El vestidito en cuestión, con su falda cuatro dedos por encima de las rodillas, dejaba libres unos hombros de alucinación, brillantes y morenos, y se pegaba a sus pechos, pequeños y redondos (y, claramente, sin un sujetador que los aplastara); la cintura, estrecha, el vientre plano, el ombligo evidente, y las caderas, Señor, ¡qué caderas!, un sueño de caderas, anchas y estilizadas a un tiempo. Entonces la dama, tras agradecer por tercera vez el detalle al conductor, que hizo un gesto de asentimiento con la cabeza, un tanto azorado, simplemente se deslizó por el pasillo central, sin fijarse en nadie, sin mirar a nadie, sin ver a nadie, con la sonrisa súbitamente esfumada de su rostro anguloso, los ojos escondidos tras las gafas de diseño, moviendo esas caderas impresionantes (porque sus caderas eran impresionantes, no eran grandes, y tampoco pequeñas, sólo eran perfectas), hasta que, con un gesto imprevisto, sin volverse, tan sólo asentó las posaderas y se giró después, situándose varias filas por delante de él, a su derecha, sin permitirle apreciar más de lo que ya había visto.
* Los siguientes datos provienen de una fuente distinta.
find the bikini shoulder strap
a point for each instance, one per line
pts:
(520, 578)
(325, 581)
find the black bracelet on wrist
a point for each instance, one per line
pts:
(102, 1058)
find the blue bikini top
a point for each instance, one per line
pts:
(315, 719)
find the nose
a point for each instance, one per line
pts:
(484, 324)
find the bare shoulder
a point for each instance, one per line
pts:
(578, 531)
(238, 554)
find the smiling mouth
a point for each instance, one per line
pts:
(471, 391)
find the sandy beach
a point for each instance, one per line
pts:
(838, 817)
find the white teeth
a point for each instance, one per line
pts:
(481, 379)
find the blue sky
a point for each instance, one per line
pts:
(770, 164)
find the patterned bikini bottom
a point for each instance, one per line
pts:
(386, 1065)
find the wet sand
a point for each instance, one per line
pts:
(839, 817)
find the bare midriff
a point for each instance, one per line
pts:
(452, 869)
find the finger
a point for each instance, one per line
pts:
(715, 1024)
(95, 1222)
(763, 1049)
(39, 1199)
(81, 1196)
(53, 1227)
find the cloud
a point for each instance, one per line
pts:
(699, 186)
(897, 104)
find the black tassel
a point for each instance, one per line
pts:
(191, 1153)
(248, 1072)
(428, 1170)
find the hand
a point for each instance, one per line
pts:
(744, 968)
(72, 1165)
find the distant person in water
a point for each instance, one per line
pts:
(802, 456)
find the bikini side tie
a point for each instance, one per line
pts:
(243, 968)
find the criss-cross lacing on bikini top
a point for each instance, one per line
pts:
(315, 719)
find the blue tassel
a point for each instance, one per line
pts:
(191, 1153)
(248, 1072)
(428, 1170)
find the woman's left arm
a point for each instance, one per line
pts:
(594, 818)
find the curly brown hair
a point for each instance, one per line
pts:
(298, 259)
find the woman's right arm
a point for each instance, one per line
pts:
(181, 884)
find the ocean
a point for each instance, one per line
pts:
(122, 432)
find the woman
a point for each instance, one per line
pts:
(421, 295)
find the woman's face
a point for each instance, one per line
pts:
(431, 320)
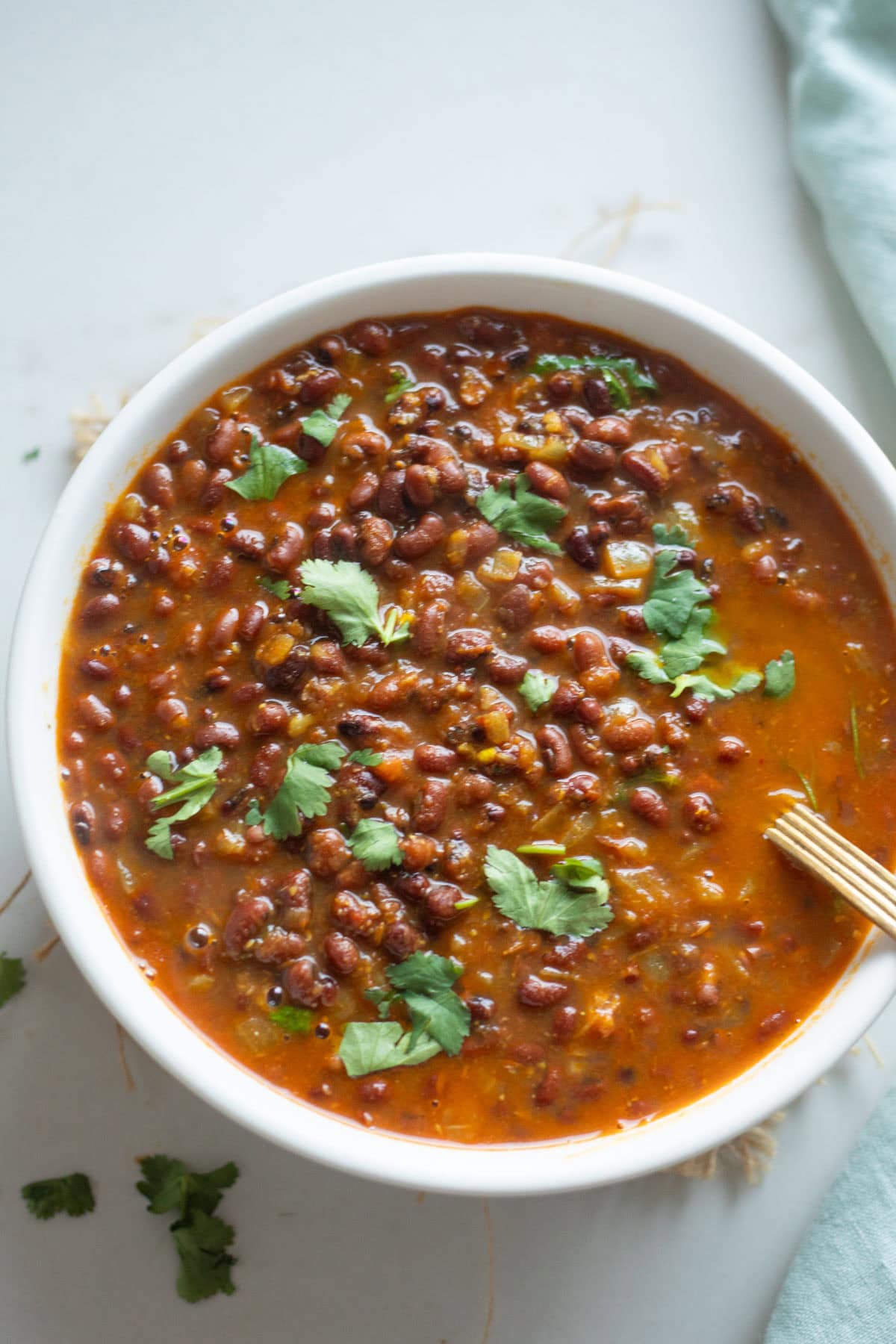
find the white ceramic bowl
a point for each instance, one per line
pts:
(842, 453)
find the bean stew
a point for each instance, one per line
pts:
(423, 705)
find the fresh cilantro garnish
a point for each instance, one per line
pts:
(425, 983)
(269, 467)
(673, 535)
(367, 757)
(297, 1021)
(648, 665)
(349, 596)
(556, 906)
(280, 588)
(711, 690)
(305, 788)
(72, 1195)
(200, 1239)
(857, 750)
(516, 510)
(440, 1018)
(13, 977)
(323, 425)
(536, 688)
(622, 373)
(375, 843)
(689, 651)
(368, 1048)
(401, 385)
(195, 784)
(781, 675)
(673, 597)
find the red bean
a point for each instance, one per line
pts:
(435, 759)
(546, 480)
(432, 806)
(100, 608)
(420, 539)
(650, 806)
(217, 735)
(93, 714)
(535, 992)
(134, 541)
(341, 953)
(555, 749)
(245, 921)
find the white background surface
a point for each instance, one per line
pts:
(181, 161)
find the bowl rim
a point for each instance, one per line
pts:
(160, 1028)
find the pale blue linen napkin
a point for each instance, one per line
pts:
(842, 105)
(841, 1288)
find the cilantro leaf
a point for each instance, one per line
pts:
(269, 467)
(516, 510)
(13, 977)
(648, 665)
(200, 1239)
(375, 843)
(193, 785)
(323, 423)
(426, 984)
(711, 690)
(401, 385)
(555, 906)
(538, 688)
(72, 1195)
(368, 1048)
(673, 535)
(673, 597)
(582, 874)
(622, 373)
(689, 651)
(280, 588)
(205, 1261)
(305, 789)
(297, 1021)
(328, 756)
(781, 675)
(367, 757)
(349, 596)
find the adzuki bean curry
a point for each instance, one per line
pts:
(423, 705)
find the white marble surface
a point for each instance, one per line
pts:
(184, 159)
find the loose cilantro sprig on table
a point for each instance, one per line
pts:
(269, 467)
(193, 785)
(514, 508)
(13, 977)
(200, 1238)
(622, 374)
(351, 598)
(324, 423)
(574, 900)
(375, 843)
(72, 1195)
(781, 675)
(440, 1018)
(305, 789)
(538, 688)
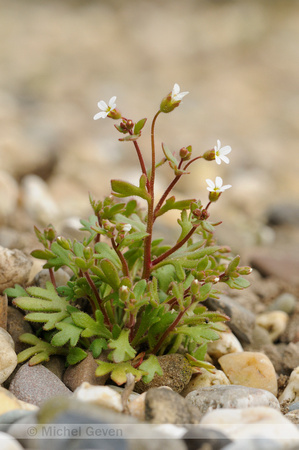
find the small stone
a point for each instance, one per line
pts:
(274, 322)
(290, 357)
(177, 373)
(37, 200)
(205, 379)
(8, 401)
(166, 406)
(253, 369)
(215, 397)
(260, 422)
(285, 302)
(36, 384)
(227, 343)
(137, 407)
(199, 438)
(242, 321)
(75, 375)
(15, 268)
(16, 326)
(291, 392)
(61, 278)
(9, 443)
(8, 357)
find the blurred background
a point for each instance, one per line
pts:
(238, 59)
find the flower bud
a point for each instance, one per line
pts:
(209, 155)
(185, 153)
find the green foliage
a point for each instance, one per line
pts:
(143, 298)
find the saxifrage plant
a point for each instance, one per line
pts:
(130, 295)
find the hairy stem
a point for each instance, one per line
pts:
(122, 259)
(150, 215)
(175, 248)
(98, 300)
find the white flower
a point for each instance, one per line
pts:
(127, 227)
(217, 186)
(105, 108)
(220, 153)
(176, 95)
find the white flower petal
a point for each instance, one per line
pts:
(112, 104)
(103, 105)
(218, 182)
(100, 115)
(224, 159)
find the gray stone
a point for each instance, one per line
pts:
(177, 373)
(84, 371)
(235, 397)
(163, 405)
(284, 302)
(36, 384)
(242, 321)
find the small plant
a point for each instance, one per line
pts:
(130, 296)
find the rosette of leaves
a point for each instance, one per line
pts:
(131, 319)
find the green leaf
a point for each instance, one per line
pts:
(49, 306)
(17, 291)
(110, 273)
(125, 189)
(139, 125)
(122, 348)
(103, 251)
(172, 204)
(238, 283)
(97, 346)
(91, 327)
(118, 371)
(152, 367)
(68, 332)
(76, 355)
(40, 350)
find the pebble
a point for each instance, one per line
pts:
(37, 200)
(61, 278)
(275, 322)
(291, 392)
(8, 401)
(75, 375)
(36, 384)
(8, 356)
(252, 369)
(258, 423)
(16, 325)
(283, 266)
(166, 406)
(242, 321)
(176, 374)
(205, 379)
(99, 395)
(198, 438)
(15, 268)
(284, 302)
(215, 397)
(227, 343)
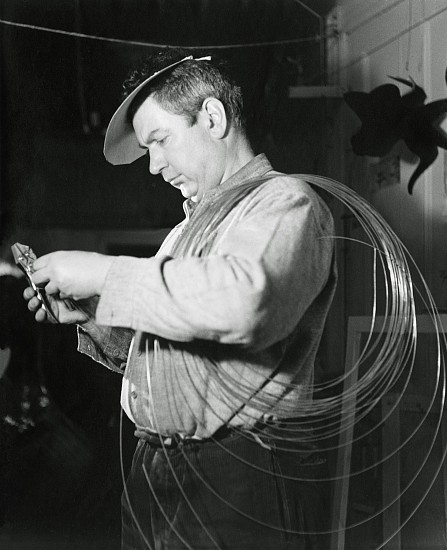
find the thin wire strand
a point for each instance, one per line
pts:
(315, 38)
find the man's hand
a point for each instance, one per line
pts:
(62, 310)
(71, 274)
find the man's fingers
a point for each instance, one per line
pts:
(34, 304)
(41, 315)
(51, 288)
(28, 293)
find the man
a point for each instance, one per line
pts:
(216, 336)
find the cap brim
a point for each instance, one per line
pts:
(120, 144)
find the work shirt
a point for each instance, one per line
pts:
(229, 337)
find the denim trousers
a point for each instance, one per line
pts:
(233, 494)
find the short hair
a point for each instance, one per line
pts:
(183, 90)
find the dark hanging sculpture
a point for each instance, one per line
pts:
(387, 117)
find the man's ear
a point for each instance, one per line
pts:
(215, 117)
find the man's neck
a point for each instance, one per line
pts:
(239, 154)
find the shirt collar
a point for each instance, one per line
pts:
(257, 167)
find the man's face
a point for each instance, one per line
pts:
(188, 157)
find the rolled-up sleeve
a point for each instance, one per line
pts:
(266, 267)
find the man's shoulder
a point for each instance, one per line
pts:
(293, 188)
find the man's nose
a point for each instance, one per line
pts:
(156, 162)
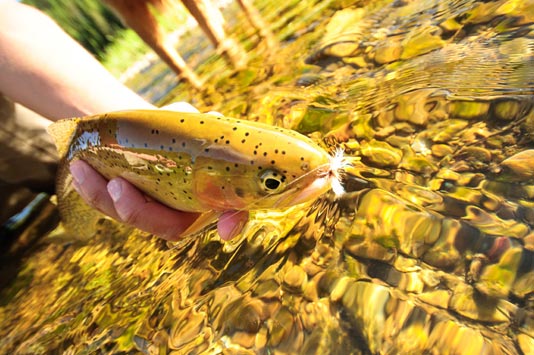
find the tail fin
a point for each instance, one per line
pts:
(62, 132)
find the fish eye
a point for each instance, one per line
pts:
(271, 181)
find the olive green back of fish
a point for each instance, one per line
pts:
(192, 162)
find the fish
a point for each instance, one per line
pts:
(191, 162)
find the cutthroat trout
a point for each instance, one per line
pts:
(191, 162)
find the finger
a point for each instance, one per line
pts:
(135, 209)
(231, 223)
(92, 187)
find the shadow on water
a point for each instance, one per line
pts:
(430, 250)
O sea, su retaguardia.

Leo se sintió cautivado irremediablemente por la magia de esa mujer.

Entonces ella situó con un movimiento elegante sus manos en el asiento delantero y se quedó inmóvil, mirando hacia su derecha, por la ventanilla que había más allá del otro asiento vacío. En ese momento apreció sus manos, pequeñas y alargadas, de largas uñas sin pintar, y lo más curioso, con los diez dedos llenos de anillos, al menos tres o cuatro en cada dedo, anillos dorados, blancos, unos con brillantes, rojos, verdes, amarillos, azules, y otros sin ellos, pulidos o mates, todo un surtido de preciosa joyería que hacía el efecto de alargar esos dedos hasta el infinito. Más allá de las manos, dos en cada muñeca, aros de oro tintineaban acompañaban el traqueteo del autobús.